WANTING THE IMPOSSIBLE: JOHN WIENERS

Return me to the men who teach
and above all, cure the hurts of wanting the impossible through this suspended vacuum.

John Wieners, “Supplication

This quotation turned up today on an old Facebook post of mine, indicating my lasting love of the phrase “wanting the impossible/through this suspended vacuum” and triggering a sudden—I hope irrational—fear that the poetry of John Wieners might be forgotten amid the deluge of change our culture is experiencing now. Coming as the last words of “Supplication,” a three-quatrain invocation to Poetry itself published in 1969, the quote captures the acute pain of isolation we are suffering from today. Indeed, desiring the embrace of distant teachers and loved ones in the midst of the pandemic seems like an instance of “wanting the impossible” through a time of uncertain length, our “suspended vacuum.”
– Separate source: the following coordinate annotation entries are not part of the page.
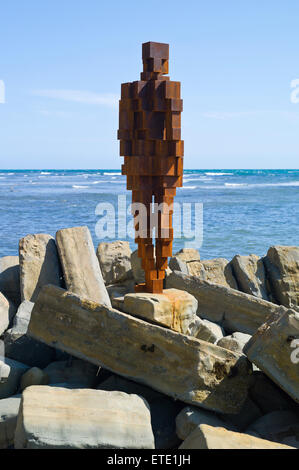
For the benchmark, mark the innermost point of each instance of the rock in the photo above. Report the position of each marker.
(282, 265)
(39, 264)
(209, 437)
(115, 261)
(20, 347)
(60, 418)
(267, 395)
(10, 386)
(219, 271)
(7, 312)
(230, 343)
(33, 376)
(278, 426)
(270, 349)
(82, 272)
(250, 274)
(163, 409)
(209, 331)
(9, 409)
(248, 414)
(174, 308)
(74, 371)
(190, 418)
(138, 272)
(182, 367)
(234, 310)
(10, 278)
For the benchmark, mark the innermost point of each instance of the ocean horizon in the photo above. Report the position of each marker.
(244, 211)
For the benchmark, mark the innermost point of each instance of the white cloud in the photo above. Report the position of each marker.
(79, 96)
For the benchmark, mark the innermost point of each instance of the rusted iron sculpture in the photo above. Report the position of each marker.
(150, 141)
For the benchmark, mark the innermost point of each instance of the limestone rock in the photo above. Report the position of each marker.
(190, 418)
(61, 418)
(10, 278)
(219, 271)
(10, 386)
(20, 347)
(9, 409)
(185, 368)
(234, 310)
(250, 274)
(7, 312)
(282, 265)
(209, 437)
(115, 261)
(138, 272)
(82, 272)
(74, 371)
(33, 376)
(39, 264)
(273, 349)
(209, 331)
(278, 426)
(173, 308)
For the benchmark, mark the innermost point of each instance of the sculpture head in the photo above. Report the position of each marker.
(155, 56)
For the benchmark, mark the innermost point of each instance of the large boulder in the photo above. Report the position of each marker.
(81, 269)
(7, 312)
(115, 261)
(61, 418)
(20, 347)
(9, 409)
(10, 278)
(182, 367)
(250, 274)
(234, 310)
(282, 265)
(14, 371)
(39, 264)
(210, 437)
(173, 308)
(275, 350)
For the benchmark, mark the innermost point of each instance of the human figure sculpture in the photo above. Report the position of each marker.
(150, 141)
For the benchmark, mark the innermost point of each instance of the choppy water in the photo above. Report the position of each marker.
(244, 211)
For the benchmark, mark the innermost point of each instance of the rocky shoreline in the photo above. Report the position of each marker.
(213, 362)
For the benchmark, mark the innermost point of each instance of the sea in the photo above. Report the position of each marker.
(240, 211)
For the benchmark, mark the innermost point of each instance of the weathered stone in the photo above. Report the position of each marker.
(209, 331)
(270, 348)
(7, 312)
(10, 386)
(190, 418)
(250, 274)
(185, 368)
(219, 271)
(9, 409)
(278, 426)
(39, 264)
(173, 308)
(163, 409)
(138, 272)
(53, 418)
(267, 395)
(115, 261)
(10, 278)
(81, 269)
(234, 310)
(33, 376)
(74, 371)
(282, 265)
(20, 347)
(209, 437)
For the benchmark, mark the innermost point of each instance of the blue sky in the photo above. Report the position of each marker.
(62, 63)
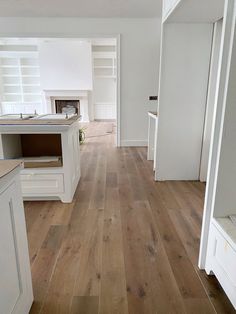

Those not yet acquainted with Wieners’ work should read him for the directness of his language, his passion, and the measured rhythms of his verse. You can feel the excitement that I and other poets of my generation felt by reading the poet’s extraordinary sequence “The Hotel Wentley Poems” in this photo of their first publication in the form of a thin, staple-bound chapbook.

A child of Black Mountain poetry, Wieners brought an intense, homoerotic lyricism to that revolutionary style. One major dictum of the Black Mountain poets was that lines of verse should be as long as the breath of the poet speaking them—that much and no more—and you can see that practice employed to powerful effect by Wieners in this line break: “and above all, cure the/hurts of wanting the impossible.” By halting strangely at the word “the” and then landing heavily on “hurts” (I can hear a short pause between these two words) the speaker expresses the sadness and longstanding pain that’s made it extremely hard for him to reveal his wounds.

The dark power of this bewitching poet can also be felt here and here. Long may his memory last.